Though the initial trauma has subsided, the ramifications of the incident have become murky.

In November last year Col Thatia Moremi, former commander of the kidnapping task team based at Crime Intelligence (CI), was summonsed to appear in court for allegedly attempting to extort R40,000 from Rupha’s family.

He was back in court on Thursday, where he submitted representations explaining why he should not be prosecuted.

I am glad he is a strong man. I don't think we would have dealt with it the same (way he did). He knew how to handle himself.

—  Apesh Natha

Moremi allegedly told the family he would “speed up the investigation for the safe return of the victim” in exchange for a fee.

Apesh, however, said he and his family have no knowledge of the allegations.

“We don’t know what is happening. We do not know anything about those allegations because when everything was unfolding a lot of things were happening that we were not aware of. We are just happy that our father was returned safely. That is all that we wanted.”

Natha, who was ransomed for R5m, was rescued in a police operation which saw officers arrest Jonathan Windwaai and Bradley Brits for the kidnapping.

Captain Xoli Mbele, Johannesburg Central Police Station spokesperson, said the duo was expected back in the Johannesburg magistrate’s court on Friday.

TimesLIVE has learnt that behind the scenes of Rupha’s kidnapping ordeal, and so many others like his which occur almost weekly in SA, a vicious battle for control of the kidnapping investigations is being fought.

The battle is for control of potentially lucrative investigations. It is waged by sections within the SAPS Crime Intelligence (CI) division, which is tasked to help national organised, serious and violent crimes detectives probe SA’s growing kidnapping scourge.

At the heart of the battle are CI’s counter-intelligence and multidimensional organised crime (MDOC) sections. MDOC controls the SAPS kidnapping task team, while counter-intelligence controls cellphone technology devices known as grabbers.

These are needed to track and trace cellphones used by kidnappers making ransom demands and liaising with their accomplices.
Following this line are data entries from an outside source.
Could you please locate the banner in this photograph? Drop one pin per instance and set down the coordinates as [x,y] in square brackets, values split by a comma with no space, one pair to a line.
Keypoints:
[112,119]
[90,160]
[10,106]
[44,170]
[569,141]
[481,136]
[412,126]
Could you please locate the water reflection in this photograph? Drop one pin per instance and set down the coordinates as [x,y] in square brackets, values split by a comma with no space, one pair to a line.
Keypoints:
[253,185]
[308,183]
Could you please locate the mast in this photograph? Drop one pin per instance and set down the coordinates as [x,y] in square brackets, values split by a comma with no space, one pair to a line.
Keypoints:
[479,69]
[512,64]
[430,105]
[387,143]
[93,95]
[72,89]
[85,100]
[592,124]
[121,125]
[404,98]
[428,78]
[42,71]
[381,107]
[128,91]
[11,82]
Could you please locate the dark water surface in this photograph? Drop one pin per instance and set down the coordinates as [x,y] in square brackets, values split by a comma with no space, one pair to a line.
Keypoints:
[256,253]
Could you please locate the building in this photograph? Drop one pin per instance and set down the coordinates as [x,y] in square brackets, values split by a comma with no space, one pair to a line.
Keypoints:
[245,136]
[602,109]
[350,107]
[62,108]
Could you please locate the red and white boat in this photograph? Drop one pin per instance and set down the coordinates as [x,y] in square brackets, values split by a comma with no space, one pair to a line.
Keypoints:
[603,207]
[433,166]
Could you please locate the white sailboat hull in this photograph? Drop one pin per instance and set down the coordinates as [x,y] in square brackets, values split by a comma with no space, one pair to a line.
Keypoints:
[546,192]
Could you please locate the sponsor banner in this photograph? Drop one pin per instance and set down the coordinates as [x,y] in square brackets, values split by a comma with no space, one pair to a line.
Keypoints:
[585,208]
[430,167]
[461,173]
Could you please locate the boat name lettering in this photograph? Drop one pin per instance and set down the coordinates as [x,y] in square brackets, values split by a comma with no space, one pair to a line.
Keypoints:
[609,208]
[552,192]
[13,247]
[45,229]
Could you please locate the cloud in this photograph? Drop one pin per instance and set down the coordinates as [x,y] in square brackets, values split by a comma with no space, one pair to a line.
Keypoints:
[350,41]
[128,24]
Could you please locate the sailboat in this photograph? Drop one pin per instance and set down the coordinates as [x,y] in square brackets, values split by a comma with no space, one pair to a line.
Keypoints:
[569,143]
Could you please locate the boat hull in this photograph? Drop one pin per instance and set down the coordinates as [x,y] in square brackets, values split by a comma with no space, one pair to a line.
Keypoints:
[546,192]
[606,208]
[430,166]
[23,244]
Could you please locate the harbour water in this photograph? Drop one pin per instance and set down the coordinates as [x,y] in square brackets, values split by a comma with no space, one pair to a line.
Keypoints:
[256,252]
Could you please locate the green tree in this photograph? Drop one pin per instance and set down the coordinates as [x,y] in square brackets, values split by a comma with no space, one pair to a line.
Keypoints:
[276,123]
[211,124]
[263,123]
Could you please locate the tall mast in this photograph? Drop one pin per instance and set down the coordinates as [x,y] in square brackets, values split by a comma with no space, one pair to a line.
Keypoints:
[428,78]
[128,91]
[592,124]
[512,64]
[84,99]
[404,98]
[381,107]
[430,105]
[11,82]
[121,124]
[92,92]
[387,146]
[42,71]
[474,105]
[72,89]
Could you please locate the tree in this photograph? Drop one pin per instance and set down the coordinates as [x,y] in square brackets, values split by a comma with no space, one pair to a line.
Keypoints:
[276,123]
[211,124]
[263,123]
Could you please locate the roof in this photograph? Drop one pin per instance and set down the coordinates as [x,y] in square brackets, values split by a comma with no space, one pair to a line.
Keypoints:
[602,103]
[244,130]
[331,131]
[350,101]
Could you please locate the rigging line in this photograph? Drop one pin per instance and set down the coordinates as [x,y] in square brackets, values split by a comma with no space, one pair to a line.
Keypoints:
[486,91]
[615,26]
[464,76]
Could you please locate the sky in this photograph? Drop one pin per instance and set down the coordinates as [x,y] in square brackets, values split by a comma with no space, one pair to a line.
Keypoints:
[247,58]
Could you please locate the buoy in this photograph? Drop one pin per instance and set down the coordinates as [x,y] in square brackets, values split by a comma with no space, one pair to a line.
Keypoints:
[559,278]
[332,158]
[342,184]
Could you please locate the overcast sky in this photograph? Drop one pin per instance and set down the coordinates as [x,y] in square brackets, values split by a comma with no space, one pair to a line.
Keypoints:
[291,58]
The war is being fought through private-investigator proxies who vie for lucrative business from desperate families paying handsomely for the safe return of their loved ones.

MDOC and counter-intelligence sources say as kidnappings continue unabated, with hostages’ lives increasingly endangered, both sides are waging bitter smear campaigns against each other to discredit seasoned officers “of the very sections who should be working hand in glove to stop SA’s deadly kidnapping war”.